Петр обратился к ней ласково:

– Правда ли, Феодоровна, сказывает царевич, что письмо к архиереям и сенаторам писано неволею, по принуждению цесарцев?

– Неправда, – отвечала она спокойно. – Писал один, и притом никого иноземцев не было, а были только я да он, царевич. И говорил мне, что пишет те письма, чтоб в Питербурхе подметывать, а иные архиереям подавать и сенаторам.

– Афрося, Афросьюшка, маменька!.. Что ты?.. – залепетал царевич в ужасе. – Не ведает она, забыла, чай, спутала, – обернулся он к отцу опять с тою странною усмешкой, от которой становилось жутко. – Я тогда план Белгородской атаки отсылал секретарю вице-роеву, а не то письмо.

– То самое, царевич... При мне и печатал. Аль забыл? Я видела, – проговорила она все так же спокойно и вдруг посмотрела на него в упор тем самым взором, как три года назад, в доме Вяземских, когда он, пьяный, бросился на нее, чтоб изнасиловать, и замахнулся ножом.

По этому взору он понял, что она предала его.

– Сын, – сказал Петр, – сам, чай, видишь, что дело сие нарочитой важности. Когда письма те волей писал, то явно намерение к бунту не токмо в мыслях имел, но и в действо весьма произвесть умышлял. И то все в прежних повинных своих утаил не беспамятством, а лукавством, знатно, для таких же впредь дел и намерения. Однако же совесть нашу не хотим иметь пред Богом нечисту, дабы наносам без испытания верить. В последний [раз] спрашиваю, правда ль, что волей писал?

Царевич молчал.

– Жаль мне тебя, Феодоровна, – сказал Петр, – а делать нечего. Буду пытать.
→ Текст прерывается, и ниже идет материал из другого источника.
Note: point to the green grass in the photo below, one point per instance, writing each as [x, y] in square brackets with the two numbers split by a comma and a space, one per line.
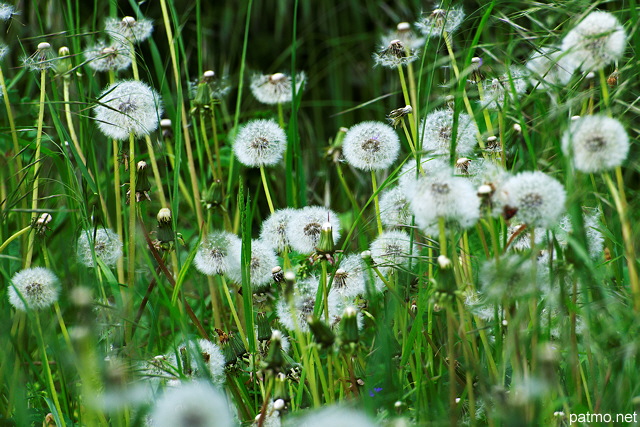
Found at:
[531, 360]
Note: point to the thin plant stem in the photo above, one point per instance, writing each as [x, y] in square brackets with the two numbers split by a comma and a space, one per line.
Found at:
[37, 164]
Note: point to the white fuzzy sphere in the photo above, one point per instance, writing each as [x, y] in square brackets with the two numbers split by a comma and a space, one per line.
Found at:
[597, 41]
[215, 253]
[260, 143]
[192, 404]
[106, 244]
[371, 146]
[128, 107]
[596, 143]
[437, 132]
[538, 198]
[38, 287]
[305, 227]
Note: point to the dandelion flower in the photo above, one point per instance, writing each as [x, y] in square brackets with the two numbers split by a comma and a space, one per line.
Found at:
[597, 41]
[194, 356]
[403, 32]
[394, 208]
[275, 88]
[274, 229]
[334, 416]
[349, 278]
[193, 404]
[304, 299]
[549, 68]
[444, 196]
[33, 288]
[305, 227]
[263, 259]
[437, 133]
[394, 54]
[596, 143]
[128, 107]
[215, 253]
[538, 198]
[498, 90]
[105, 243]
[129, 29]
[108, 57]
[439, 21]
[260, 143]
[371, 146]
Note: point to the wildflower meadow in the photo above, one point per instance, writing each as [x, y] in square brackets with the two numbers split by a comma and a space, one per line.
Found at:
[319, 213]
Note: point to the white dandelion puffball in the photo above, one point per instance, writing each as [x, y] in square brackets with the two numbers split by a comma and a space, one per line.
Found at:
[371, 146]
[596, 143]
[215, 254]
[192, 404]
[275, 88]
[260, 143]
[263, 259]
[33, 289]
[274, 229]
[203, 354]
[437, 132]
[128, 29]
[549, 68]
[108, 57]
[128, 107]
[392, 249]
[538, 198]
[394, 54]
[349, 279]
[394, 208]
[439, 21]
[444, 196]
[499, 89]
[304, 299]
[305, 227]
[597, 41]
[334, 416]
[105, 243]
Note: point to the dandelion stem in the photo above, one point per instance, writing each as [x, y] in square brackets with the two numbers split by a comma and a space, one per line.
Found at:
[266, 189]
[37, 163]
[376, 202]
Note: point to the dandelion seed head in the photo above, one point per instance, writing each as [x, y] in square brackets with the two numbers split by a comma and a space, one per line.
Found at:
[275, 88]
[597, 41]
[596, 143]
[260, 143]
[215, 254]
[395, 210]
[114, 56]
[305, 227]
[128, 29]
[192, 404]
[439, 21]
[262, 261]
[33, 288]
[538, 198]
[274, 229]
[128, 107]
[371, 146]
[437, 133]
[444, 196]
[105, 243]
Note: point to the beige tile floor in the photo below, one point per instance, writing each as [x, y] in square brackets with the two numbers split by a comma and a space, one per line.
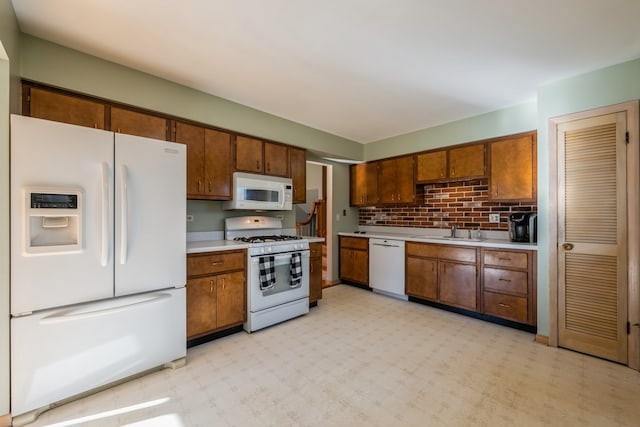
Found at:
[361, 358]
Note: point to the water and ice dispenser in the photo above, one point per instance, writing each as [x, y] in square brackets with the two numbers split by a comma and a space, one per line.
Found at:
[53, 220]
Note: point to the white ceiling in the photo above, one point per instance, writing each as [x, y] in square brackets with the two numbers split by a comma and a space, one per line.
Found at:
[361, 69]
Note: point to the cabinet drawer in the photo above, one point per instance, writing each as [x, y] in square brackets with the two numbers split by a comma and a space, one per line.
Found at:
[505, 280]
[354, 242]
[315, 249]
[422, 249]
[457, 254]
[213, 262]
[506, 259]
[506, 306]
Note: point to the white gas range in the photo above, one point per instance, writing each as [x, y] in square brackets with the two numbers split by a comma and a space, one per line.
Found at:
[277, 270]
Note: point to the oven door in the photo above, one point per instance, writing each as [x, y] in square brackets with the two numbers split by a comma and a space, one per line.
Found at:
[281, 292]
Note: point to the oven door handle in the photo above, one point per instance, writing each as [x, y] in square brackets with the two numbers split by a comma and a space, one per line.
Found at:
[286, 257]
Алексей взглянул на отца, на Ефросинью и понял, что ей не миновать пытки, ежели он, царевич, запрется.

– Правда, – произнес он чуть слышно, и только что это произнес, страх опять исчез, опять ему стало все безразлично.
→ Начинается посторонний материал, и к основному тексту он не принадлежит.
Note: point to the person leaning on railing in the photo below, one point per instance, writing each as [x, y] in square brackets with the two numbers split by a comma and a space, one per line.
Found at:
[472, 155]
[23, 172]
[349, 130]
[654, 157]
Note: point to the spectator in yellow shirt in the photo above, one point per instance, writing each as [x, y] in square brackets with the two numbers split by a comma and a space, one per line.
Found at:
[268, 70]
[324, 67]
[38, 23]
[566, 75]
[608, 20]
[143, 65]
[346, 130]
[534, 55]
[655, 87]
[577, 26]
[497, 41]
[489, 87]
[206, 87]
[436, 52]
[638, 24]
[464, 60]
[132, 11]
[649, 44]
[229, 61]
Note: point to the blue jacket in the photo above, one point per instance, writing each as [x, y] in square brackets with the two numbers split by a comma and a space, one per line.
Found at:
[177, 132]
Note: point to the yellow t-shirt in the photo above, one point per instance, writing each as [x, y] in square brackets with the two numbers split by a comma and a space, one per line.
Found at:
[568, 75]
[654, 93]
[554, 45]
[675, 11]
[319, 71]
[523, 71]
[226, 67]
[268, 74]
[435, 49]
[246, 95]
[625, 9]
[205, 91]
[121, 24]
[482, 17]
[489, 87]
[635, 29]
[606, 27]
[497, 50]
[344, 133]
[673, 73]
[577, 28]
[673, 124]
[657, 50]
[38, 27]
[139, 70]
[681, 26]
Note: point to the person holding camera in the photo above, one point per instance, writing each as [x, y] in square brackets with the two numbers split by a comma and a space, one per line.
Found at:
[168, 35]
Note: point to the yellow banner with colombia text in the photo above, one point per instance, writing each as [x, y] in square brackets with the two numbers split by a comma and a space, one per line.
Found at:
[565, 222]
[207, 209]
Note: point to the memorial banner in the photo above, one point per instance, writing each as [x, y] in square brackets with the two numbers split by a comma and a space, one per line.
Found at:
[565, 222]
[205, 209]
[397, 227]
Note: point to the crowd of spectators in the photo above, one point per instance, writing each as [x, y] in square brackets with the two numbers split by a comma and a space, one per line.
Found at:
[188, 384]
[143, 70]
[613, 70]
Глаза Петра блеснули радостью.

– В какую же меру «ныне» писал?

– В ту меру, чтоб за меня больше вступились в народе, применяясь к ведомостям печатным о бунте войск в Мекленбургии. А потом подумал, что дурно, и вымарал…

– Так, значит, бунту радовался?

Царевич не ответил.

– А когда радовался, – продолжал Петр, как будто услышав неслышный ответ, – то, чаю, не без намерения: ежели б впрямь то было, к бунтовщикам пристал бы?

– Буде прислали б за мной, то поехал бы. А чаял быть присылке по смерти вашей, для того… – остановился, еще больше побледнел и кончил с усилием: – Для того, что хотели тебя убить, а чтоб живого отлучили от царства, не чаял…

– А когда бы при живом? – спросил Петр поспешно и тихо, глядя сыну прямо в глаза.

– Ежели б сильны были, то мог бы и при живом, – ответил Алексей так же тихо.

– Объяви все, что знаешь, – опять обратился Петр к Ефросинье.